Le 11 septembre dernier, à Djedda en Arabie Saoudite, le secrétaire d‘État américain John Kerry parvenait à s’assurer du soutien de dix pays arabes, une alliance américano-arabe exceptionnelle.

Cinq de ces pays ont déjà participé aux frappes aériennes en Syrie. En premier lieu, l’Arabie saoudite, mais aussi Bahreïn, la Jordanie, les Émirats arabes unis et dans une moindre mesure le Qatar.

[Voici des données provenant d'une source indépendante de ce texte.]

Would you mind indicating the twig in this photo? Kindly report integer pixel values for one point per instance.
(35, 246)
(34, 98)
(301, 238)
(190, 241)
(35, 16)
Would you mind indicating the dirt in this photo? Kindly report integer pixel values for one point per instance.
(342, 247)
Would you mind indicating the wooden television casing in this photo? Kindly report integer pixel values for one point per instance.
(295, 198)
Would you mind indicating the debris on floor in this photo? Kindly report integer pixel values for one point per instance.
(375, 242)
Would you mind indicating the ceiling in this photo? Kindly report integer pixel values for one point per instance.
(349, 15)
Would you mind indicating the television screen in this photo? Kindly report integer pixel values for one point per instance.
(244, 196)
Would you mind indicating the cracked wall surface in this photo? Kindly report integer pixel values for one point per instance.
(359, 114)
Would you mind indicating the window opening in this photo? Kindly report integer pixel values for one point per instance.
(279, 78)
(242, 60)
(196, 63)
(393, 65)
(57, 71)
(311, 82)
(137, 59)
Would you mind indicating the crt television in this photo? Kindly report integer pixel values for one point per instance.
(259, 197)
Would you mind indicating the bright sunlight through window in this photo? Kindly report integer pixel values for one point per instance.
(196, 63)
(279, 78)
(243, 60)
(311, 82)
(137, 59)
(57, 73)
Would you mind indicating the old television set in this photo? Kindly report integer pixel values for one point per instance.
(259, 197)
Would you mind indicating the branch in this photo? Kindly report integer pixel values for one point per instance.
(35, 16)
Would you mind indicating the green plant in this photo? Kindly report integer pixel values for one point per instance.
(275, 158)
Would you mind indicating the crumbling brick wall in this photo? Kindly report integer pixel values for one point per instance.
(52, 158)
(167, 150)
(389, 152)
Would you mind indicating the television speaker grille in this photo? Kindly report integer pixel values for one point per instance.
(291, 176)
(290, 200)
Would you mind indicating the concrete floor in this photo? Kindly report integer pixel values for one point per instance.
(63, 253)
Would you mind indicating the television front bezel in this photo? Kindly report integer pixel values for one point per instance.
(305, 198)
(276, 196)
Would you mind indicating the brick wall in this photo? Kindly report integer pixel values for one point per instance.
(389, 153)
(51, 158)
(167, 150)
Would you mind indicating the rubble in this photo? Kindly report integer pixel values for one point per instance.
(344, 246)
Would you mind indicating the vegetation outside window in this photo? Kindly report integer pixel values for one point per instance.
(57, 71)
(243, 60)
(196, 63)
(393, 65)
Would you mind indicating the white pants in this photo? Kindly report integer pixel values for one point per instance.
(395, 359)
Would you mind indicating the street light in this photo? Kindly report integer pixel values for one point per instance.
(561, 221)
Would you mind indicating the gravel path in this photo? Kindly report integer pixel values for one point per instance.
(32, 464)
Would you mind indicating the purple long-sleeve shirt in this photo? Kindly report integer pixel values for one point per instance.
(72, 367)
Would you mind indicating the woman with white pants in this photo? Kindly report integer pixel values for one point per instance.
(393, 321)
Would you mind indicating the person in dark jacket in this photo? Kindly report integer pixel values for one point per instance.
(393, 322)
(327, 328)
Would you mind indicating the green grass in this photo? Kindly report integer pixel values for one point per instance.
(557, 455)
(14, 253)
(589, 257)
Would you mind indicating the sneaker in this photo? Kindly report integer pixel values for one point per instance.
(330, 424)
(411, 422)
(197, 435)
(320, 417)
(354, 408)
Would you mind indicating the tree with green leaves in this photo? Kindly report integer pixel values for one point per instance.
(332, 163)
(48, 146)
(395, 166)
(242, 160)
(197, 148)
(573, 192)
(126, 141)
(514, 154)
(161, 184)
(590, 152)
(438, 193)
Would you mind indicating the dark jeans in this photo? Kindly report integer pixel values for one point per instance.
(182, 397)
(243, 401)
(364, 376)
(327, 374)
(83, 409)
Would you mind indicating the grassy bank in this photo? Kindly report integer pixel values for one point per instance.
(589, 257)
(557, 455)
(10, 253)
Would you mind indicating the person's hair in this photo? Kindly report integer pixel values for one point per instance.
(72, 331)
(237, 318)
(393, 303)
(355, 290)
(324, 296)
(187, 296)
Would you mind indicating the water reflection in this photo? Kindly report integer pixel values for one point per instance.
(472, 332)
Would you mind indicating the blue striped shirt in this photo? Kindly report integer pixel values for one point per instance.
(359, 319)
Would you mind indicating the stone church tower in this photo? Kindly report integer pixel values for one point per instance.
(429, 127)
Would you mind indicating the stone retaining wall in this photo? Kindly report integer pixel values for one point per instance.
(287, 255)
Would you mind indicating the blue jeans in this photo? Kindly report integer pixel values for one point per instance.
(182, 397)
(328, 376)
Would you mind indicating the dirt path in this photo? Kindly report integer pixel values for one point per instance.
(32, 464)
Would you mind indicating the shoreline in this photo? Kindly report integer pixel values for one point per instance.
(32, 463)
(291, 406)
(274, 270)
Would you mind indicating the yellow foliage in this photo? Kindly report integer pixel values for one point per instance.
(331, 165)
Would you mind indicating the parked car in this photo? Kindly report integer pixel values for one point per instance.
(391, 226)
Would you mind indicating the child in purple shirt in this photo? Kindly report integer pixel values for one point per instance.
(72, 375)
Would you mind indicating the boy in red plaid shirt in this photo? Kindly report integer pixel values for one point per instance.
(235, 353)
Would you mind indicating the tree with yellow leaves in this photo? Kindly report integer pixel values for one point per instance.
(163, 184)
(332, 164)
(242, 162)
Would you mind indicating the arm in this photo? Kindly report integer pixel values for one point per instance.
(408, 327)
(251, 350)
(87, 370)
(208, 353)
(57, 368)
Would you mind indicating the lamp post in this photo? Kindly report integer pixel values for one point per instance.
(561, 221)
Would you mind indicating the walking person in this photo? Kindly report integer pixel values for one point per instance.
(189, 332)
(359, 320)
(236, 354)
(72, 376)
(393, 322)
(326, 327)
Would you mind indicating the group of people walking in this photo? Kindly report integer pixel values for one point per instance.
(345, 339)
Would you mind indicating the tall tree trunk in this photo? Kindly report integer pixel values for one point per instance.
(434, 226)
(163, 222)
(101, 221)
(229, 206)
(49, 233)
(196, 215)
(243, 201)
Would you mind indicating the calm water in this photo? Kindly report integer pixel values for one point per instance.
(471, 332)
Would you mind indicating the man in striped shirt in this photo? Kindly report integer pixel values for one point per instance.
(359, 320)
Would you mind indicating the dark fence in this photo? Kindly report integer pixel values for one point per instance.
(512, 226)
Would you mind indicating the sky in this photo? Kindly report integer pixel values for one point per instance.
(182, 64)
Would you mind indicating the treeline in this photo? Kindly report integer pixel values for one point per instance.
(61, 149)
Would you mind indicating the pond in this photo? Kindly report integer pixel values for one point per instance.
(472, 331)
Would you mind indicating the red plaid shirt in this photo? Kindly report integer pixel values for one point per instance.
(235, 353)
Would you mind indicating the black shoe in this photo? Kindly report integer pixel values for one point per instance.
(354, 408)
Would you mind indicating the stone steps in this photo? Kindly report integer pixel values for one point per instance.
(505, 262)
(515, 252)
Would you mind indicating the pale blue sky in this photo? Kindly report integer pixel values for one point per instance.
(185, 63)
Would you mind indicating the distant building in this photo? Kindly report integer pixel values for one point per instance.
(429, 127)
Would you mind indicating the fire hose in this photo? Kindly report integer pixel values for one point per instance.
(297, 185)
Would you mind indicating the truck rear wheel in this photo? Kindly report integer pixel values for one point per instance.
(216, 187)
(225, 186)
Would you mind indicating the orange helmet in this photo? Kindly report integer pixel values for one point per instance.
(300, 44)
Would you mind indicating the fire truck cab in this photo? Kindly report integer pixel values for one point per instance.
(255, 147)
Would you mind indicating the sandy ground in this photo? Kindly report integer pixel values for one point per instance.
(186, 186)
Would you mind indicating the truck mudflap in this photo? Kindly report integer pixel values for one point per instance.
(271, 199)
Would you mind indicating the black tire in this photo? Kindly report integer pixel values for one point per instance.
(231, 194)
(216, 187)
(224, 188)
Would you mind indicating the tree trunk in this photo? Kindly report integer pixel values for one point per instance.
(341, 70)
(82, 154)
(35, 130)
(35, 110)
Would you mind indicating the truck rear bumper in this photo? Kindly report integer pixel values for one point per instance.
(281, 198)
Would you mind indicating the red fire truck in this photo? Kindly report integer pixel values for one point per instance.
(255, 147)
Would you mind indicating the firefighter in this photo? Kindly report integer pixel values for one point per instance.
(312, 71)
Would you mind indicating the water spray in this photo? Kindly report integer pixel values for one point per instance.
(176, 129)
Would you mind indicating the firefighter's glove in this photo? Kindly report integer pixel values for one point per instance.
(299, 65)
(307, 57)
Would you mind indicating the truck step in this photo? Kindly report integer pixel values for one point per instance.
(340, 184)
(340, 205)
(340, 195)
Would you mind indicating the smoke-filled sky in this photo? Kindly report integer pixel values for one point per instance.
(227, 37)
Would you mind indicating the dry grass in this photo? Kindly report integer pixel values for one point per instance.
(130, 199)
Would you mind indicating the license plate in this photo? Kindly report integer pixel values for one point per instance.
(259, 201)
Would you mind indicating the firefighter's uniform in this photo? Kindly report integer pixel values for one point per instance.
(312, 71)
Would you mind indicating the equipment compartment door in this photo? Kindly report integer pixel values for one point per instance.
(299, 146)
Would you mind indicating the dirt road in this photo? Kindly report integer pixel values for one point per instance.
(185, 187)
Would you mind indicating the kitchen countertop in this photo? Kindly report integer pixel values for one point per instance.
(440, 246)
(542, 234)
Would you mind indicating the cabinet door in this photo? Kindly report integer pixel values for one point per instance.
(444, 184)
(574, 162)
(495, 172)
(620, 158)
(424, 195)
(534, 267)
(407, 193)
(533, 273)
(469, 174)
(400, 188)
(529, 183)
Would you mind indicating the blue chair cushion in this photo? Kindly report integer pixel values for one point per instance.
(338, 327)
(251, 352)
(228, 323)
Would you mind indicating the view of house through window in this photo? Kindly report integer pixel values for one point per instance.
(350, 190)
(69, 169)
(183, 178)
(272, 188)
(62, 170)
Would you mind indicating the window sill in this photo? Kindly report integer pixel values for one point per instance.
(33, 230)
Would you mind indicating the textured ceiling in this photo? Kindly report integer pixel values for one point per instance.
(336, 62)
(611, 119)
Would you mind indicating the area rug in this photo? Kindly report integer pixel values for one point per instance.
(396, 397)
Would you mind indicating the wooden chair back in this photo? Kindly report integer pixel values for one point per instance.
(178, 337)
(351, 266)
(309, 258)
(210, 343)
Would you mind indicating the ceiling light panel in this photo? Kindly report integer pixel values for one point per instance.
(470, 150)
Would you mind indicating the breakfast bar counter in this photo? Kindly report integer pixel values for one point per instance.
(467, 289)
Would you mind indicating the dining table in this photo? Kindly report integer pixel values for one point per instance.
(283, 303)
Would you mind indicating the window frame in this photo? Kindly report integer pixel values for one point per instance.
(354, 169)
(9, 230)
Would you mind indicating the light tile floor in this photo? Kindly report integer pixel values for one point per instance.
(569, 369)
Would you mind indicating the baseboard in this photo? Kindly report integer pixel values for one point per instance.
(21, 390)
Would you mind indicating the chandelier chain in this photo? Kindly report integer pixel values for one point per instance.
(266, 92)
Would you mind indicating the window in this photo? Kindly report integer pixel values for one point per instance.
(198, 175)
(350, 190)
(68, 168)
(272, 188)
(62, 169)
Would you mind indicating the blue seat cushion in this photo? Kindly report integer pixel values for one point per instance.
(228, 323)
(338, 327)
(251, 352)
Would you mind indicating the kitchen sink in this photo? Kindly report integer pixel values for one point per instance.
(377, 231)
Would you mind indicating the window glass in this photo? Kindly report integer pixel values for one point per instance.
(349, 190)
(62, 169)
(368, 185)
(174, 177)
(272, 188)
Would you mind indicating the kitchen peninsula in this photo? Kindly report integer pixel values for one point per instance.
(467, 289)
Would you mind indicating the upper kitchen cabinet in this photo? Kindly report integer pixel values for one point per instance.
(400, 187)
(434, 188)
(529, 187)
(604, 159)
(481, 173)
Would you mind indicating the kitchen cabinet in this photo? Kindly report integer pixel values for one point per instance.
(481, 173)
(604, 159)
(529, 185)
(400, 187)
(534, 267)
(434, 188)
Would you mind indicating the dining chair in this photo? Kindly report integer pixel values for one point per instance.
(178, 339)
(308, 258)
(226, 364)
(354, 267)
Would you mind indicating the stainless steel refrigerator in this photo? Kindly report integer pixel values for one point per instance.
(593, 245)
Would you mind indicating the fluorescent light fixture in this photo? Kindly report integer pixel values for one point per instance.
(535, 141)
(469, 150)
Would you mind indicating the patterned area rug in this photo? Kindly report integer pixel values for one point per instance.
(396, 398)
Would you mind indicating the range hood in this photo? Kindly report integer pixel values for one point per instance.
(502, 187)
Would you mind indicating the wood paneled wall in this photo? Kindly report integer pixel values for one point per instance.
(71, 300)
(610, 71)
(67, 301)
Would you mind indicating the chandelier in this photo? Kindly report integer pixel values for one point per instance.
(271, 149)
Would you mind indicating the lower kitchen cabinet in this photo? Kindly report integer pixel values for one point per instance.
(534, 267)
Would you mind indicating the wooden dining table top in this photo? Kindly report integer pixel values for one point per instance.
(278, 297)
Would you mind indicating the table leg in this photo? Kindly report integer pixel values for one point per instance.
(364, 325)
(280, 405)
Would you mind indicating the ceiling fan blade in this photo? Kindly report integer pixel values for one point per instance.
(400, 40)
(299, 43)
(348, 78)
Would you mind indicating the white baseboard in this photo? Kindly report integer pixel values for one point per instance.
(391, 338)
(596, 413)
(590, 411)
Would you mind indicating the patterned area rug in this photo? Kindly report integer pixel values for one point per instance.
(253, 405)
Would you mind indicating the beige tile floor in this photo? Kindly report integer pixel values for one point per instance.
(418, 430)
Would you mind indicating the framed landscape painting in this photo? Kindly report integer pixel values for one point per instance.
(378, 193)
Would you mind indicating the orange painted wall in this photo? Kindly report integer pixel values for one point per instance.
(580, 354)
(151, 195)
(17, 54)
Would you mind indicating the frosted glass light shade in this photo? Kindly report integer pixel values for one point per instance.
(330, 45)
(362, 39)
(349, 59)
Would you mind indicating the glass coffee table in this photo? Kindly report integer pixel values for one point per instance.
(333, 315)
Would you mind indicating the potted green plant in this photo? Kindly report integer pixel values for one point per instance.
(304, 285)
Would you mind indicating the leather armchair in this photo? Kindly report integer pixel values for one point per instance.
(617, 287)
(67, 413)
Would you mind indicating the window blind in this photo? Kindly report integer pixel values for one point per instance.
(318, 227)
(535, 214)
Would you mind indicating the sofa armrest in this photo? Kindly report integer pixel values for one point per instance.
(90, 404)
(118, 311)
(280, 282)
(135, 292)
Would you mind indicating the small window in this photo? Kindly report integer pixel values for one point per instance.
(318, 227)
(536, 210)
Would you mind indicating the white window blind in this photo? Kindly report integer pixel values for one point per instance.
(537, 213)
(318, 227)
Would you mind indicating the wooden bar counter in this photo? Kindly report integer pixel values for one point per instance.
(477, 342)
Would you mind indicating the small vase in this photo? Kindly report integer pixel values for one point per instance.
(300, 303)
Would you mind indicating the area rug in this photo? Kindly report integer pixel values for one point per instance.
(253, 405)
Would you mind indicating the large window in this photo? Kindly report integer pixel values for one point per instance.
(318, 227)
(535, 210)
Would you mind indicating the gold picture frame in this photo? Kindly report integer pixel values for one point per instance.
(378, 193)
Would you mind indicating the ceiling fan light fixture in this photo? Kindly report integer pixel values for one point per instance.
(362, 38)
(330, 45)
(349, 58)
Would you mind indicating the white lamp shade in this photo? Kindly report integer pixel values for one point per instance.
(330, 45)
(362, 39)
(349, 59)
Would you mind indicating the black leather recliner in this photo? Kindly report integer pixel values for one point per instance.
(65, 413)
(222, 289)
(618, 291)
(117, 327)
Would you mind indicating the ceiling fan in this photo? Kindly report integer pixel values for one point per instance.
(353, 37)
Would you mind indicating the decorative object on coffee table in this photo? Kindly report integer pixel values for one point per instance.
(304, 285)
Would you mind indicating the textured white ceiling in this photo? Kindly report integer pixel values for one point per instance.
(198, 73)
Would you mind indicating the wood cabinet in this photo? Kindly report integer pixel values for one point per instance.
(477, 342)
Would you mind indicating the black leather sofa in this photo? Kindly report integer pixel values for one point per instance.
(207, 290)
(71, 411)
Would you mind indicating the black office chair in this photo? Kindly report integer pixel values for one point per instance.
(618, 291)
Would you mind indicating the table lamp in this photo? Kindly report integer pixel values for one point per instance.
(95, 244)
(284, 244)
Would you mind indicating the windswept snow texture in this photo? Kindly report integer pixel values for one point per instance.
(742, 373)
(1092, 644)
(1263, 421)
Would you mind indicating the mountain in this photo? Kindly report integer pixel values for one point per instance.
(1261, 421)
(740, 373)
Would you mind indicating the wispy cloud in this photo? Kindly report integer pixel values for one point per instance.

Les opérations aériennes en Syrie sont plus délicates qu’en Irak, car elles ne résultent pas d’une demande directe du gouvernement syrien et qu’elles ont été décidées par les Etats-Unis sans l’aval de l’ONU. Washington doit aussi mener l’offensive en prenant garde à ce qu’elle ne profite pas à son grand ennemi Bachar Al-Assad.

L’Iran est le grand absent régional de cette alliance. Le puissant allié du régime syrien juge illégitime une coalition internationale et reste à l‘écart en aidant néanmoins les forces kurdes.

Du côté de la Turquie, la position du Premier ministre Erdogan a évolué. D’abord réticent, il a finalement indiqué que son pays pourrait fournir un soutien “militaire ou logistique”.

Parmi les alliés Occidentaux, la France reste en première ligne. Elle a été la première à mener des raids en Irak après les Etats-Unis. Le Royaume-Uni devrait lui emboîter le pas après le feu vert attendu au Parlement britannique ce vendredi. L’Australie, la Belgique et les Pays-Bas doivent également engager plusieurs avions de combat ainsi que des dizaines de militaires.

Côté européen, les livraisons d’armes aux Peshmergas irakiens ont été rapidement acquises. Plusieurs pays européens, dont dernièrement l’Allemagne, participent aux livraisons d‘équipement militaires ainsi qu‘à la formation des combattants kurdes.

Reste à savoir jusqu‘à quand tiendra cette grande coalition. L’administration américaine a déjà annoncé que cette campagne pourrait durer des mois, voire des années.